Outdoor Learning space are an integral part of the Office of Child Development’s Reggio Emilia inspired educational philosophy. These outdoor areas should be designed to promote engagement, exploration, and discovery. Detailed information on quality outdoor classrooms pre-K, TK, and kindergarten can be found at the Outdoor Classroom Project, with Eric Nelson, one the founders, summarizing the following design criteria.
Play yards should always be adjacent to the classrooms of the children they are serving, with sightlines between the two to facilitate supervision.
Play yards should always be large enough to contain the full variety of activities children require for healthy development of the whole child. For Pre-K, TK, and K programs, the play yard should be sized at 80-90 sf/child, rather than the code minimum of 75 sf/child.
Open space should be large enough for children to run freely, with activity areas placed around the perimeter.
Yard layouts need to separate those different types of children’s activities that might conflict with one another where they overlap in order to avoid safety risks and supervision challenges.
A wide variety of materials/equipment is needed, with emphasis on items the children can manipulate.
There must be adequate outdoor storage to support the full variety of activities children require for healthy development outdoors.
Play yards should provide challenge sufficient to support development of the whole child; challenge is defined as ‘reasonable risk’.
Nature and a natural environment should be the dominant environment outdoors.
The play yards should be designed to support the free and engaged participation of active children.
Outdoor Gathering and Fitness
Many campuses lack shade and power for outdoor gathering space for events such as the morning meeting ritual which includes parents at Linwood Howe Elementary School, school-wide or grade level presentations, events such as the popular “International Night” at La Ballona Elementary School, Performing Arts events and learning activities; and programs such as “Buddy Time”. Ideally, the outdoor gathering space should be located next to the Community Hub and Welcome Center to make it more easily accessible to the community.
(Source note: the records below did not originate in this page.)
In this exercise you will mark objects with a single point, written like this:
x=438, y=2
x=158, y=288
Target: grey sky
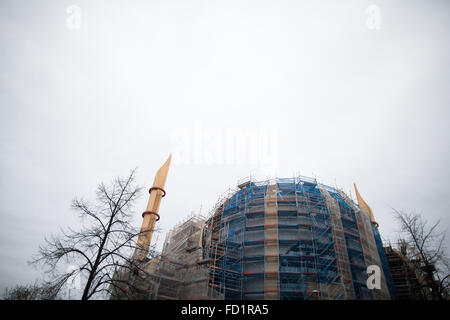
x=349, y=104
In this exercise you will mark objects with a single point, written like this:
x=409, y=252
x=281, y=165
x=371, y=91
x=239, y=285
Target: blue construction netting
x=306, y=251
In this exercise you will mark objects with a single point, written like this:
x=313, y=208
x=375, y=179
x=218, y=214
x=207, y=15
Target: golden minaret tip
x=364, y=206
Campuses such as Culver City Middle School have undersized play fields and limited athletic fields. The Culver City High School currently lacks basketball courts since the new science building was built over them. Handball courts are very popular with elementary school students, but they must be placed in a way that does not compromise sight lines for supervision. The Master Plans show solutions for improving the outdoor spaces for fitness, PE and athletics.
Weaving par courses with exercise stations is a great way to encourage activity on tight sites. The Outdoor Learning spaces can also be used for small groups to do activities such as dancing or yoga.
Concepts and Ideas
Green Schoolyard Program
On a per campus basis, it is recommended to engage with stakeholders to advocate for and find champions for a community garden based Green Schoolyard Program. This would support connections to the community and promote the viability of garden-based education, hands-on science-based instruction yielding tangible results to promote the well-being of teachers and students in nurturing growth.
Concepts and Ideas
Campus as a Teaching Tool
Sustainable Schools utilizing the Collaborative for High Performance Schools self-verified criteria are a simple and cost-effective way to ensure that High Performance considerations beyond CalGreen and code minimums maximize a healthy and high achieving academic environment.
Landscapes and outdoor rainwater and storm-water strategies that incorporate conservation and environmentally-responsible principles to demonstrate environmental stewardship. Installations and signage within the campus environment both connect students to the natural and built environment, empowering them with an understanding of their role in sustainability.